We regularly receive questions about the 30% ruling and what one should pay attention to when dismissing or changing employers. In this article, we explain what the possible consequences may be when you are faced with dismissal and how this affects the 30% ruling.
No. By law, a severance payment belongs to 'wages from previous employment' and you cannot therefore apply the 30% rule to this payment. The 30% ruling may only be applied to 'wages from current employment'. According to established case law, reimbursements that are not directly related to work qualify as wages from previous employment. As the severance payment is not matched by any directly identifiable employment of the (former) employee, the 30% ruling may not be applied.
Yes, as long as the allowances relate to past employment, such as holiday pay, vacation days and accrued bonuses, the 30% rule may be applied to them. It is therefore important to split these allowances so that it is clear which payment refers to wages from past employment (the severance payment) and to wages from present employment.

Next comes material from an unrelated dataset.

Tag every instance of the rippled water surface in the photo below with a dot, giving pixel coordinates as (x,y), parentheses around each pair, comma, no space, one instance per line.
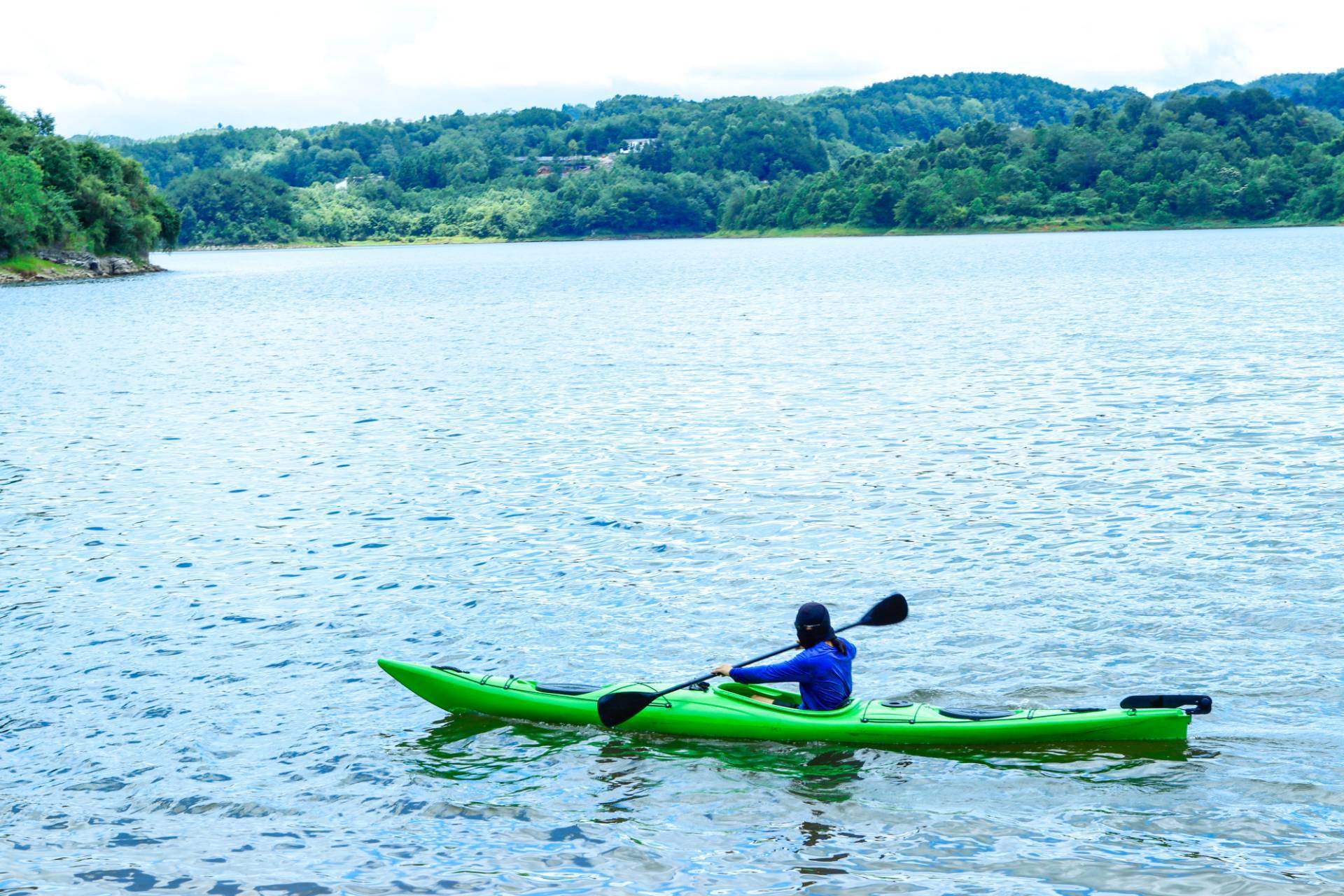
(1097,464)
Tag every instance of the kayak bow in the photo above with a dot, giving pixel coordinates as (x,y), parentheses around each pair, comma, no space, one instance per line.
(727,711)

Many times a dismissal is settled with a settlement agreement. Employees with a 30% scheme should then pay attention to any period of exemption. The 30% rule ends on the last day of the pay period following the period in which the last working day falls. For example, if the last working day is 15 February, if the pay period is 1 month, the employer may apply the 30% rule until 31 March. The same applies to inactive employees.
The 30% ruling is detailed in the Payroll Tax Act 1964 and the Implementation Decree based on it. Under section 10ed of the Wage Tax Implementing Decree 1965, you have 3 months (not calendar months) to activate the 30% rule with a new employer. On 29 January 2016, the Supreme Court ruled that the three-month period is a hard and non-smooth period. Suppose you stop working on 15 May, then the three-month period starts to run on 16 May.